OFAI

OFAI Multimodal Task Description (MMTD) Corpus

The MMTD Corpus is a collection of 4 task-oriented datasets comprising audio (German), video and multimodal annotations. The respective datasets will be successively made available to the research community. For privacy reasons, however, only the annotations are public.
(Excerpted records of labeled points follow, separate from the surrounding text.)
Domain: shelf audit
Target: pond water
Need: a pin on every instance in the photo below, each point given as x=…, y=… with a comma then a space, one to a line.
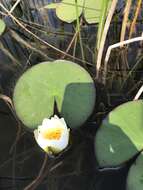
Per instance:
x=76, y=169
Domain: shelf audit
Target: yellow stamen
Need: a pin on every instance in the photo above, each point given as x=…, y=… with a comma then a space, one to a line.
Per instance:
x=52, y=134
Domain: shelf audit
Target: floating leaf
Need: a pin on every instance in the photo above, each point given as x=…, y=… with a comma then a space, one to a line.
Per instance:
x=62, y=81
x=2, y=26
x=120, y=136
x=66, y=11
x=135, y=175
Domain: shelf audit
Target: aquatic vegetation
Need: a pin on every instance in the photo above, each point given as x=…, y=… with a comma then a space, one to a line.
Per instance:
x=91, y=9
x=120, y=138
x=53, y=135
x=62, y=82
x=2, y=26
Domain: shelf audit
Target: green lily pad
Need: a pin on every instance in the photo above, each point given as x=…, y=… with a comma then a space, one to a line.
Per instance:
x=66, y=11
x=62, y=81
x=135, y=175
x=120, y=136
x=2, y=26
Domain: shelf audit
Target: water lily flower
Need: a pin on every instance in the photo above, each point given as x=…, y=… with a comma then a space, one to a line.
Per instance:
x=53, y=135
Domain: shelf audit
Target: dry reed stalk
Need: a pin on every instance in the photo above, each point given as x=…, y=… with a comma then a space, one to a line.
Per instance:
x=104, y=35
x=132, y=28
x=125, y=20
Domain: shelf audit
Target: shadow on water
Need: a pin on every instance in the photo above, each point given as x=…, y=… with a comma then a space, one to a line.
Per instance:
x=76, y=101
x=75, y=169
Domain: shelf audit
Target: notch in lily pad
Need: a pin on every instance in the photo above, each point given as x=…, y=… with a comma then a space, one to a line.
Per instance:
x=62, y=81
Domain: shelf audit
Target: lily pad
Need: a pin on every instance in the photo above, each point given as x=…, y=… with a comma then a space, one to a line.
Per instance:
x=65, y=82
x=120, y=136
x=135, y=175
x=66, y=10
x=2, y=26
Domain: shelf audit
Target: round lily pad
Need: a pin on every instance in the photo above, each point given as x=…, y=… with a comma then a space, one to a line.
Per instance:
x=63, y=82
x=135, y=175
x=120, y=136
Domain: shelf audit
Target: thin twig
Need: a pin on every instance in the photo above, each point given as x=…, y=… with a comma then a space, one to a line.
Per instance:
x=14, y=6
x=139, y=93
x=103, y=38
x=8, y=54
x=135, y=18
x=125, y=20
x=27, y=45
x=38, y=38
x=110, y=48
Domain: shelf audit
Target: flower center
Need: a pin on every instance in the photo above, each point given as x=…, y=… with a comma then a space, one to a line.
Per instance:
x=52, y=134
Details about how the data was collected can be found in Gross & Krenn. The OFAI Multimodal Task Description Corpus. LREC 2016. The data are licensed under Creative Commons Attribution-NonCommercial-ShareAlike 4.0 International (CC BY-NC-SA 4.0). This license allows you to use the data free of charge for non-commercial purposes. You may modify and redistribute the data as long as you keep the attribution to the original in all the files, publish your work under the same licencse and cite Gross & Krenn 2016.

List of Datasets

  • Dataset 1 (released) is a collection of tasks where a human tutor arranges and rearranges fruit on a table, and explains what (s)he is doing to a camera for an anonymous learner to replicate the task. The dataset comprises scenes from 22 tutors. The data contain timestamps for each annotation and the begin time and the end time of the annotation are the first two entries in a row.
    The annotations are sorted by their tier and the following tiers are annotated in the following order:
    • transliteration
    • part-of-speech tags
    • where the eye gaze of the instructor is directed at
    • the type of gesture used by the instructor and what it depicts
    • the relevant object (e.g. 'Banane' when 'Banane' or a pronoun referring to 'Banane' is uttered)
    • touch hand: the object, the instructor is currently touching or holding
    • touch ground: information about which objects are currently lying on the ground (table, plate, paper) or are off the ground. For instance: "+Erdbeere|Birne|Banane:ground=Teller" stands for 'the strawberry, pear and banana are lying on the plate'; "-Erdbeere:ground1=Teller:ground2=Blatt Papier" stands for 'the strawberry has left the plate and is put on the sheet of paper'; "-Erdbeere:ground=Teller" stands for 'the strawberry is taken from the plate and then is again put back on the plate'
    • move object: the object which is currently moved and where to it is moved, for example: "Banane:onto=Blatt Papier" stands for 'the banana is moved onto the sheet of paper'; "Birne:nextto=Erdbeere" stands for 'the pear is moved next to the strawberry';
  • In Dataset 2, pairs of instructor and learner collaboratively move a single object. The dataset comprises data from 22 human-human pairs.
  • Dataset 3 (HHI released) is a collection of multimodal scenes where a tutor explains to a copresent human (HHI) or robot (HRI) how to mount a tube in a box with holdings. The dataset comprises data from 16 human-human pairs and 6 human-robot pairs. The data contain timestamps for each annotation and the begin time and the end time of the annotation are the first two entries in a row.
    The annotations are sorted by their tier and the following tiers are annotated in the following order:
    • transliteration
    • part-of-speech tags
    • where the eye gaze of the instructor is directed at
    • the type of gesture used by the instructor and what it depicts
    • the relevant object (e.g. 'green and yellow marker' when 'the thing' is uttered)
    • the object, the instructor is currently holding or still holding (still holding refers to objects, which the instructor has still in his/her hands although he/she has grasped another object in the meantime),
    • information about the object / target where another object currently moves
    • metadescriptions, e.g. summarizations at the beginning of the task or statements with regards to their own performance
  • Dataset 4 represents a navigation task where a human tutor explains to a human (HHI) or robot (HRI) how to move from location A to location B. The dataset comprises scenes from 16 human-human pairs and 6 human-robot pairs.